Screen OS

last person joined: 8 months ago 

This is a legacy community with limited Juniper monitoring.

  • 1.  Transferring configuration to a replacement SSG firewall

    Posted 08-11-2009 08:45

    What is needed to transfer complete configuration from one SSG140 (A) to another SSG140 (B)?   They have identical os versions and the goal is to physically replace A with B.

     

    Obviously I need to export and load the configuration data.

    I will also need to generate new SSL Certificate for the firewall (B).

     

    What about preshared keys that were entered in (A). Will they transfer with the configuration (as their "hashes" are there) or do I need to re-enter them?



  • 2.  RE: Transferring configuration to a replacement SSG firewall
    Best Answer

    Posted 08-11-2009 08:58
    the preshared keys for the vpns will still work fine.

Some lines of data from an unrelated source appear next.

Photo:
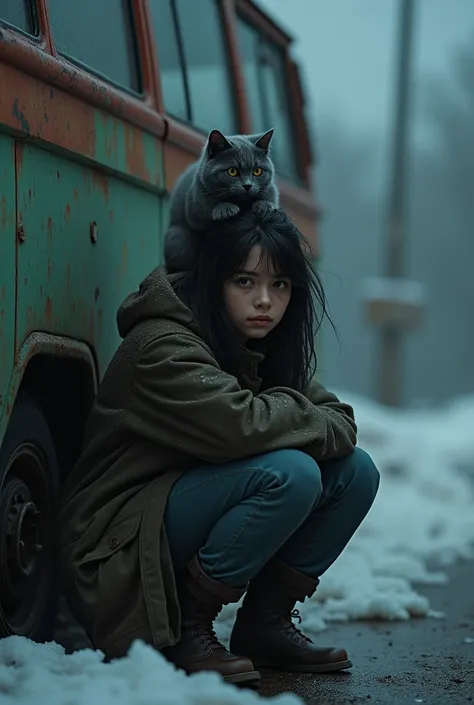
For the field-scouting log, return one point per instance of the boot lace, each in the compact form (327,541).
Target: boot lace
(206,636)
(292,630)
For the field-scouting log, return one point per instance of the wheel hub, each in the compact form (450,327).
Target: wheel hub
(21,536)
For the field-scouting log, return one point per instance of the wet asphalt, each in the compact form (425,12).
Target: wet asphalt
(399,663)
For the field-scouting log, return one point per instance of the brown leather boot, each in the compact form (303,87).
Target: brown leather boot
(264,630)
(201,599)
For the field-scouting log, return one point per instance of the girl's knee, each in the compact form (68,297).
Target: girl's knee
(363,472)
(299,473)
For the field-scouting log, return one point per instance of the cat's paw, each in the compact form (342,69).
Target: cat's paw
(224,211)
(262,208)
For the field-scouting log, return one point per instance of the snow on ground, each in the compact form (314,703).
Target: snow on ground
(423,513)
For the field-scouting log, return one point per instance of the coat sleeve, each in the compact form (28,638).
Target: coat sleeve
(341,427)
(183,399)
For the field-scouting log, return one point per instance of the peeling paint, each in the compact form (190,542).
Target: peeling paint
(20,116)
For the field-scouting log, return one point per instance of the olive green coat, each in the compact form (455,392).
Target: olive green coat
(163,406)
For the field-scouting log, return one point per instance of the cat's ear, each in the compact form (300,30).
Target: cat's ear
(216,143)
(263,141)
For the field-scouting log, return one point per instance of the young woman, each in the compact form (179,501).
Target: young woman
(213,465)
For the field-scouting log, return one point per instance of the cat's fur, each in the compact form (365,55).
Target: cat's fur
(205,192)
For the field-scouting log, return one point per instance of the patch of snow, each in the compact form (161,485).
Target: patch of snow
(423,513)
(41,674)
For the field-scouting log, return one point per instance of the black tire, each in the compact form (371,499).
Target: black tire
(29,486)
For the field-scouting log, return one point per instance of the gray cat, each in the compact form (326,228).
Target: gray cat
(232,173)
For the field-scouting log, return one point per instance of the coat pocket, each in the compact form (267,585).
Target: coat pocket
(116,537)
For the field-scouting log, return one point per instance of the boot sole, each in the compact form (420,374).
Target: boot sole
(246,678)
(307,668)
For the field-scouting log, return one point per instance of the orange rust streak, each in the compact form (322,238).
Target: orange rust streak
(30,57)
(51,114)
(135,153)
(18,147)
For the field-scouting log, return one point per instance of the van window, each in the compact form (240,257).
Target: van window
(266,82)
(171,66)
(194,63)
(98,34)
(21,14)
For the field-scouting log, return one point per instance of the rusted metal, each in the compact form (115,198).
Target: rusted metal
(43,344)
(60,74)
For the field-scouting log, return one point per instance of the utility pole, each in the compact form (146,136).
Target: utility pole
(391,332)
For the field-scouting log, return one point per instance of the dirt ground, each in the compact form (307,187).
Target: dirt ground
(427,661)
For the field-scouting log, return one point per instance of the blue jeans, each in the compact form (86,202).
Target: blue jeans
(280,505)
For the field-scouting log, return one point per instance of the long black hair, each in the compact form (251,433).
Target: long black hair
(290,355)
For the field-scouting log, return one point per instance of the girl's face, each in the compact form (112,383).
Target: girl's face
(256,297)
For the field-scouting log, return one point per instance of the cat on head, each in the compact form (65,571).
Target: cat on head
(232,174)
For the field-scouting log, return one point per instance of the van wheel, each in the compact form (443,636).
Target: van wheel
(29,483)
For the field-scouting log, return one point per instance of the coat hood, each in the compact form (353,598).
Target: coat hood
(155,298)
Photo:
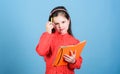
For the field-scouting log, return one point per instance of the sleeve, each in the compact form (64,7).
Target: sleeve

  • 3.  RE: Transferring configuration to a replacement SSG firewall

    Posted 08-12-2009 06:08
    Indeed, I just tested it and the VPN tunnels work fine with the configuration copied from one router to another - no need to reenter preshared keys.


  • 4.  RE: Transferring configuration to a replacement SSG firewall

    Posted 08-11-2009 10:11
    I imagine you have to do high availability. Through web, download the config file from A and upload it in B. If you want to have both appliances working at the same time before uploading the config file to B change the manage-ip in it in order to manage the secondary.